The state government is almost certainly in for a struggle over the budget that Governor Donald Carcieri '65 recently submitted to the General Assembly. To help close a deficit of $427 million for the coming fiscal year, the governor proposes new and increased fees alongside drastic cuts in local services and state worker pensions. And to address a statewide unemployment rate of nearly 13 percent, he recommends tax credits for new hires and a reduction in the minimum tax rate for corporations.
Ultimately, Rhode Island's situation is miserable enough that everyone involved in the negotiations over the budget will have many bitter pills to swallow. The government-friendly Democratic supermajority in the Assembly should recognize that Carcieri's proposed tax breaks are crucial for revitalizing the state's economy. And the governor himself should acknowledge that some tax increases, carefully targeted to minimize economic disruption, may be necessary to avoid excessively scaling back Rhode Island's public services.
Without a kick to its economy, Rhode Island will face similar public crises in years to come. If enacted, Carcieri's well-tailored plan to grant small businesses $2,000 in tax relief for each new hire would almost certainly provide a significant long-term boost to both the private and the public sector. The state Office of Revenue Analysis estimates that the proposal would allow for nearly 1,000 jobs that otherwise would not have existed and accelerate the creation of 5,000 more, at a cost of roughly $15 million over the next two fiscal years. It now falls to the Assembly to verify that the calculations used to produce these figures were sound. If so, the credits merit inclusion in the final budget legislation. If not, the Assembly should work with the governor to salvage the proposal rather than hastily scrapping it.
Carcieri also hopes to halve the minimum tax rate imposed on corporations and franchises; currently, even enterprises that don't turn a profit must pay $500 to the state each year. Lightening this load would be especially helpful for entrepreneurial newcomers, who will be an important part of any real recovery. This modest approach to reducing the state's heavy corporate taxes is also a welcome shift on Carcieri's part: Last year, he proposed phasing out the entire corporate tax, which would have cut into state revenue without commensurately stimulating Rhode Island's economy. The Assembly rightly shot down that proposal, but they should accept the halving of the minimum rate now and consider scaling back corporate taxes at all brackets once the budget crisis has receded.

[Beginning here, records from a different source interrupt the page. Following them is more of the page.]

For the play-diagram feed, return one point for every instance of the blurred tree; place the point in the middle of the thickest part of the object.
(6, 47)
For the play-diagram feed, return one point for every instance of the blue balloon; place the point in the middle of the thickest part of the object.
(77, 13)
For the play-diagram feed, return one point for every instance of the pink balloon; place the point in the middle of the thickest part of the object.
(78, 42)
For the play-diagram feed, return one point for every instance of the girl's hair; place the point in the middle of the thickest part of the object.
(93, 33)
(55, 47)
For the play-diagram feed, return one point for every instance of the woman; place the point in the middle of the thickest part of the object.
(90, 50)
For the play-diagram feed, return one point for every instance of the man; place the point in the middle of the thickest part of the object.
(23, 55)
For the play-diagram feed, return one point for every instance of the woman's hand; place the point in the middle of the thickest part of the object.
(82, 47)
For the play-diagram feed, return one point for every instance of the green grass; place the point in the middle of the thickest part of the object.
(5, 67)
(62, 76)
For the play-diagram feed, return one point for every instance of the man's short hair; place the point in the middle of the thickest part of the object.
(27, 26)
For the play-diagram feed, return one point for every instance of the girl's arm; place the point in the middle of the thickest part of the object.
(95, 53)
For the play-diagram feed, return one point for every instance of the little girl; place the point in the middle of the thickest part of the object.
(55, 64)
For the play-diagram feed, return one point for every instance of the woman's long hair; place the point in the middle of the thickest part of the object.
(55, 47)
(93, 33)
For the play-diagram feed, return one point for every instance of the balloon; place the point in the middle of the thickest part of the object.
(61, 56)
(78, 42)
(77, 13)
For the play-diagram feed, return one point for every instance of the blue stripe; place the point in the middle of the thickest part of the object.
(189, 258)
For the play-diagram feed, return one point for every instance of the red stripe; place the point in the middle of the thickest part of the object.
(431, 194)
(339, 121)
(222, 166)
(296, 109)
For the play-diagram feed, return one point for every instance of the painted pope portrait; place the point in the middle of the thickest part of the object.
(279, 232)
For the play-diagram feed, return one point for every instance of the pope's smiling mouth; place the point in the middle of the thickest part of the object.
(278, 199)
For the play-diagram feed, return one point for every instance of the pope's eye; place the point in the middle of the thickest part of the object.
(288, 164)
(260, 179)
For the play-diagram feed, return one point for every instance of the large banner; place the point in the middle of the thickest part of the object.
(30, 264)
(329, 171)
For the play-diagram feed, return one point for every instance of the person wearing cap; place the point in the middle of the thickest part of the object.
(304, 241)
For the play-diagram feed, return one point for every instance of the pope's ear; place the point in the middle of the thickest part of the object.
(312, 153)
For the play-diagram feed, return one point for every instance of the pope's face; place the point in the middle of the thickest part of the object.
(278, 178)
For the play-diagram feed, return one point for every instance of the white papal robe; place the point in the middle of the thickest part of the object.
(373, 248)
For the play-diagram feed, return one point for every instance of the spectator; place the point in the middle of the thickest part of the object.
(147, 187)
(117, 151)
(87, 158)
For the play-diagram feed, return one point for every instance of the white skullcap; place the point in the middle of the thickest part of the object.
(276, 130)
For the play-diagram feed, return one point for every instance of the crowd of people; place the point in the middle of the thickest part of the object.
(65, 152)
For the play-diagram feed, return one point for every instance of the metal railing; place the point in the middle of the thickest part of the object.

Carcieri should also give ground. After years of excessive spending and in the midst of a severe fiduciary crunch, steep budget cuts are in order. But the government can reduce the pain of this adjustment without mortgaging Rhode Island's future economic well-being. For example, by freezing the rate of the flat tax — an alternative assessment attractive to some high earners — at its 2009 level, the state could bring in nearly $18 million in additional revenue. Most of the affected taxpayers would feel only a marginal pinch, not enough to prompt them to reduce their participation in the state economy. Two of the contenders to succeed Carcieri — Independent Lincoln Chafee '75 and Democrat Frank Caprio — have already endorsed this measure, but the governor remains opposed. For the sake of the thousands of state residents and employees his cuts may unnecessarily hurt, he should reevaluate this stance. With almost 74,000 Rhode Islanders out of a job, their elected representatives shouldn't consider bent principles much of a burden.